Abstract 3277
Background
Cancer-related inflammation is a distinctive feature of the development and progression of PC. However, the relationship between the systemic inflammatory response and survival has not been evaluated as a predictive factor of chemotherapy. The aim of this study was to evaluate the prognostic and predictive value of a baseline SIRI based on peripheral neutrophil, monocyte, and lymphocyte counts in metastatic PC.
Methods
Retrospective review of 178 metastatic pancreatic cancer patients.
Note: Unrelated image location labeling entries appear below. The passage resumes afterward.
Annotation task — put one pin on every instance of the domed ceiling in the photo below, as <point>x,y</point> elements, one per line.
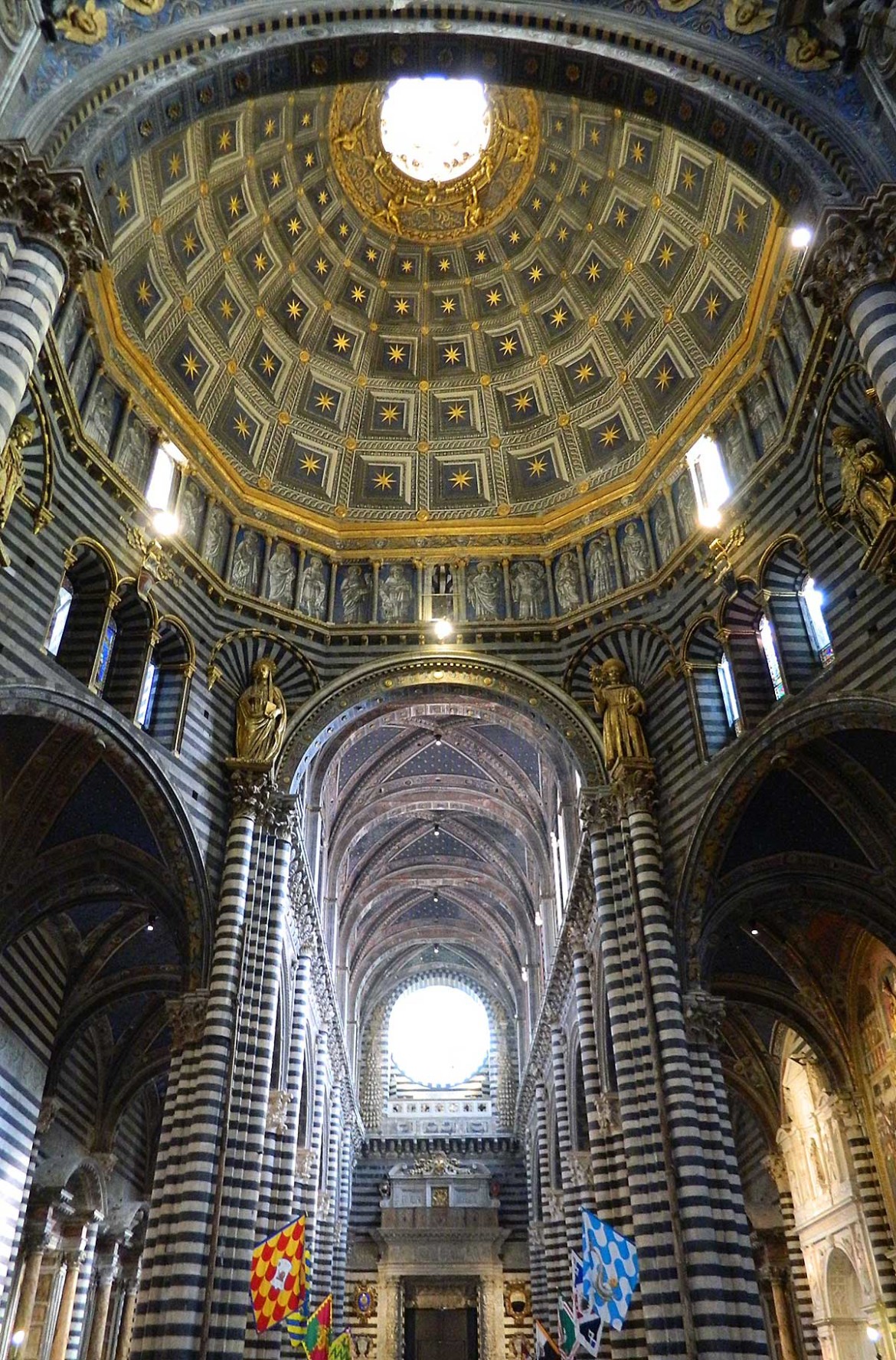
<point>351,349</point>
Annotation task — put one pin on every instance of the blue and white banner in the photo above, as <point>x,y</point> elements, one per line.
<point>610,1270</point>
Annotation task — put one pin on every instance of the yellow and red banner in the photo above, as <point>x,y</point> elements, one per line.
<point>278,1276</point>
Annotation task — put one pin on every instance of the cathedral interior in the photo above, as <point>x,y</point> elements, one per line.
<point>448,642</point>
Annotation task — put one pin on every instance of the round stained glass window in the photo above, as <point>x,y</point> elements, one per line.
<point>436,129</point>
<point>438,1035</point>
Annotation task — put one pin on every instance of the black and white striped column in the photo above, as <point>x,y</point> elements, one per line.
<point>777,1167</point>
<point>29,298</point>
<point>321,1077</point>
<point>170,1322</point>
<point>343,1208</point>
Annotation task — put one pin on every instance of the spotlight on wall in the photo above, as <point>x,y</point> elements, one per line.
<point>166,523</point>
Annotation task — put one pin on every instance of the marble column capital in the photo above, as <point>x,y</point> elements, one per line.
<point>854,247</point>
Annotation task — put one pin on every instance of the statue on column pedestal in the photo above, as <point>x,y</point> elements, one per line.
<point>620,706</point>
<point>261,717</point>
<point>869,498</point>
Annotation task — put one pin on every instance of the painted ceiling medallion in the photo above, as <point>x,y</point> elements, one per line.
<point>427,210</point>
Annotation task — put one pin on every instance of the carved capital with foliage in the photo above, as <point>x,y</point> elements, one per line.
<point>854,249</point>
<point>54,205</point>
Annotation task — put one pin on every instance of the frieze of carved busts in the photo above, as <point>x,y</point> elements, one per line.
<point>51,205</point>
<point>854,247</point>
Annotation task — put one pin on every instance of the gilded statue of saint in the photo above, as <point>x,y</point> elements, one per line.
<point>869,489</point>
<point>12,464</point>
<point>261,717</point>
<point>620,706</point>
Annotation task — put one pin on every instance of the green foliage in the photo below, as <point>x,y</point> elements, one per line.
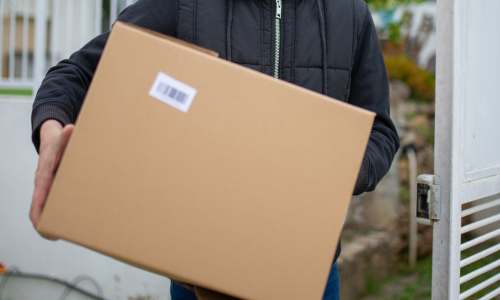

Associations between overall survival (OS), time to progression (TTP), chemotherapy schedule and SIRI at diagnosis were analyzed.
Results
Median age 67 years, 52% were male. First line chemotherapy regimens: 41% Gemcitabine, 31% Gemcitabine plus Nab-Paclitaxel and 17% mFOLFIRINOX. Patients with SIRI<2.3x109 showed a statistically significant improvement in OS compared to SIRI≥2.3x109 [16 months versus 4.8 months, Hazard Ratio (HR) 2.87, Confidence Interval (CI) 95% 2.02-4.07, p < 0.0001] that was confirmed in multivariate analysis. In addition, patients with SIRI<2.3x109 showed a longer TTP (12 versus 6 months, HR 1.92, IC 95% 1.314-2.800, P = 0.001). Furthermore, we observed that patients with SIRI ≥2.3x109 are more likely to benefit from mFOLFIRINOX therapy. Patients with an elevated SIRI treated with mFOLFIRINOX versus Gemcitabine plus Nab-Paclitaxel and Gemcitabine showed a clinically and statistically significant difference in median OS of 17 months compared to 6 and 4 months respectively (p < 0.001). Conversely, the difference was not clinically significant in the SIRI<2.3x109 subgroup: 15.9 months versus 16.5 and 16, respectively.
Conclusions
An elevated SIRI (≥2.3x109) is an independent prognostic factor for survival in patients with metastatic pancreatic cancer. Patients with an elevated SIRI (≥2.3x109) show an increased benefit from mFOLFIRINOX in comparison to other first line chemotherapy regimens. These results raise the issue of appropriately selecting patients who would benefit of a more intensive first-line chemotherapy regimen.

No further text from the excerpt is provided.